The Chileans, who are the best known of these economists because they were the most numerous and successful, were tagged “Chicago Boys” because most were men trained at the University of Chicago (UC). (The tag came from one of the Chilean women economists in Chicago.) These economists implemented revolutionary changes in Chile’s economy between 1975 and 1990 that laid the foundations for the most stable and productive internationally integrated market economy in Latin America during the modern era. This Chilean experience has attracted the attention of governments from Latin America, Russia and former Communist Eastern Europe to Hong Kong and the People’s Republic of China (PRC). The PRC, rapidly expanding its trade relations in Latin America, recognized Chile’s economy as the most effective and stable in the region and in 2006 signed its first bilateral free trade agreement in the Latin world with Santiago. Chile now exports more to China than it does to the United States.

The educational program that trained these economists was launched in the late 1950s by the US government, supported by the Ford Foundation, and over the decades trained dozens of Latin American students, particularly Chileans at UC. Many of these graduates became professors of economics at the Pontifical Catholic University of Chile (PUC) in Santiago, which, beginning in 1975, became the epicenter of national reform.

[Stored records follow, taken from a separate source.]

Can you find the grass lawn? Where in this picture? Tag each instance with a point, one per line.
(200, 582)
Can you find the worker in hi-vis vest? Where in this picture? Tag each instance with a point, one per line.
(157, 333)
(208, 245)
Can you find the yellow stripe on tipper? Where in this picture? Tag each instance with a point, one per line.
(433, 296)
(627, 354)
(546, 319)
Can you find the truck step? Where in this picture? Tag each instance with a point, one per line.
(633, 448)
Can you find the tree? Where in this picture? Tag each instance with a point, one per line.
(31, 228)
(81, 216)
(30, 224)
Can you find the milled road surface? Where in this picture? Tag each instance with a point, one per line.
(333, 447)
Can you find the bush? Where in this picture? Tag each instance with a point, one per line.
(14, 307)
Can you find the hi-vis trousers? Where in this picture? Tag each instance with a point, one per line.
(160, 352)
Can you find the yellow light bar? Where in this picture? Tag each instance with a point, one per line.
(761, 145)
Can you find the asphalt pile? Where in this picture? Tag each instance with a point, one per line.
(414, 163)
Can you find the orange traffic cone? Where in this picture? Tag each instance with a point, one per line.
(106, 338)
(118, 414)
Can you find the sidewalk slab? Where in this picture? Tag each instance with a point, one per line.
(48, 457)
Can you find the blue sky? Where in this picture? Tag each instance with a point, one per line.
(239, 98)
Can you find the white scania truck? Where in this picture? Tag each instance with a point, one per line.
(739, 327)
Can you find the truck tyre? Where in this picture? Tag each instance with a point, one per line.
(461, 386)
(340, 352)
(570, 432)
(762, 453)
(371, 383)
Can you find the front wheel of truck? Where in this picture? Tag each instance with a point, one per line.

Alito (as Harberger is known in Latin America) was a guest at the Hoover Institution for a week in late June to examine the Hoover Archives collection and give interviews on the Chicago Boys and related projects. Harberger taught for decades at UC but, beginning in 1984, moved to UCLA, though still teaching for a while at UC. As a professor and private consultant with international development agencies, Harberger is renowned for successfully relating the fundamentals of economics to the challenges and needs of the real world through his enthusiastic hands-on involvement and his pioneering studies on taxation, development, cost-benefit analysis, and trade policy. These varied studies and Harberger’s rich sense of humor led to a well-attended lecture at Hoover in June entitled “Real-World Fun and Games with Money and Exchange Rates.” Although best known for his work with Chilean reformers, he also worked on shorter-term projects with reformers from all parts of the world. Harberger is a former president of the American Economic Association. At UCLA, since 1997 the Arnold C. Harberger Distinguished Lecture on Economic Development series has featured the top developmental economists in the world.